I called the guy at the dealership body shop and asked about the car. He and I have become good friends. If he is blowing smoke up my butt, he is extremely good at his job. He has been my go to guy through all this, since I trust neither coke or our lawyer. He and I have long conversations about all kinds of things other than the car. He really is the silver lining in this whole deal.

Anyway, the car is now ready. It has been repaired to new condition to the tune of $14,200 dollars not including rental at 35 dollars a day since March 7 or diminished value. :banghead::banghead::banghead:

Coke has been informed to start paying the rental fee on the car until we take possession. Coke has to cut us the check to pay the body shop so that they can release the car. They knew this and still pulled this stunt.
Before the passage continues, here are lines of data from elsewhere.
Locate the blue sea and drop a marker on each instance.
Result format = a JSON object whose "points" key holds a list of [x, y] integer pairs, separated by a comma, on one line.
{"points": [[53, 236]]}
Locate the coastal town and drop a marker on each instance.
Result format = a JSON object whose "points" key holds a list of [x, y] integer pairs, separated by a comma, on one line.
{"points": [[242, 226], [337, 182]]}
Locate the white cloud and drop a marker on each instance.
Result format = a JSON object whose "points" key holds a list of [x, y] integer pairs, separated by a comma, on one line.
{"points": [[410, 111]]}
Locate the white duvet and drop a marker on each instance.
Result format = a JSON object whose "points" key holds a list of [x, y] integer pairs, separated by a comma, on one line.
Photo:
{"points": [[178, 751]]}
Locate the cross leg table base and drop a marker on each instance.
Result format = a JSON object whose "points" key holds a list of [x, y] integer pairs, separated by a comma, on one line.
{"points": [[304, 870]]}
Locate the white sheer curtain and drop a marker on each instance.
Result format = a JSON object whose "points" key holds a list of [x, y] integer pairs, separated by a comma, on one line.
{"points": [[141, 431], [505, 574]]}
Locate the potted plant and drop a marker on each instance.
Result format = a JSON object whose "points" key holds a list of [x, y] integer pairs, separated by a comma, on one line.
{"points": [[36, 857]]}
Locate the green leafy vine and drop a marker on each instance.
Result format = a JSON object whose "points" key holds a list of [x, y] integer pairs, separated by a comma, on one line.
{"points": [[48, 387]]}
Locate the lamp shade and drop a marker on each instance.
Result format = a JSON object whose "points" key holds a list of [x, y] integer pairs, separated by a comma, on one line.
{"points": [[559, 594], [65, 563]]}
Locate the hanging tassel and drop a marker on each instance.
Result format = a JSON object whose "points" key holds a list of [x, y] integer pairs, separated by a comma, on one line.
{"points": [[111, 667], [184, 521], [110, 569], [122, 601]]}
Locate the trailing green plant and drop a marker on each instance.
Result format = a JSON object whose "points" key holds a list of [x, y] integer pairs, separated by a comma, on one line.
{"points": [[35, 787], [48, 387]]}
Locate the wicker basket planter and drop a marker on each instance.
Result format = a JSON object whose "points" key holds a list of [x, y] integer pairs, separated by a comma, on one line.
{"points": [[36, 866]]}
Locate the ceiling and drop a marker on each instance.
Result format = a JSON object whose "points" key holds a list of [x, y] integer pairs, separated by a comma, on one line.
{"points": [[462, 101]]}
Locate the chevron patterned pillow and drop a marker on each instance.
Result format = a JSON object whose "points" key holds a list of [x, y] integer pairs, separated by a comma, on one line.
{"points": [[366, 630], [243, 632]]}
The only way I can make lemonade from lemons with this experience is that we still have the warranty from VW and a lifetime warranty on all work done by the body shop. The other plus will be the diminished value. We will have a 2013 convertible that has 400 miles or less with no note.

We have had the rental car longer than we had the Beetle. We have almost forgotten that was what we bought and think we really do own a prius.


----------



## bogar (Mar 24, 2013)

The car is ready to be picked up, but we can not get it because coke will not cut the check for the repairs made to the car. Turns out the guy that has been handling it did not submit the proper paper work to get the checks. His superior is fuming mad. This started on Monday and has not been resolved as of right now.

The dealership said they would normally let the customer take the car, except in this case since the coke people have been so difficult to deal with. They are concerned that they will not get paid.

Finally a lovely lady from our lawyers office has been helping us and experiencing the frustration that we have. She is now on a mission to get this done. 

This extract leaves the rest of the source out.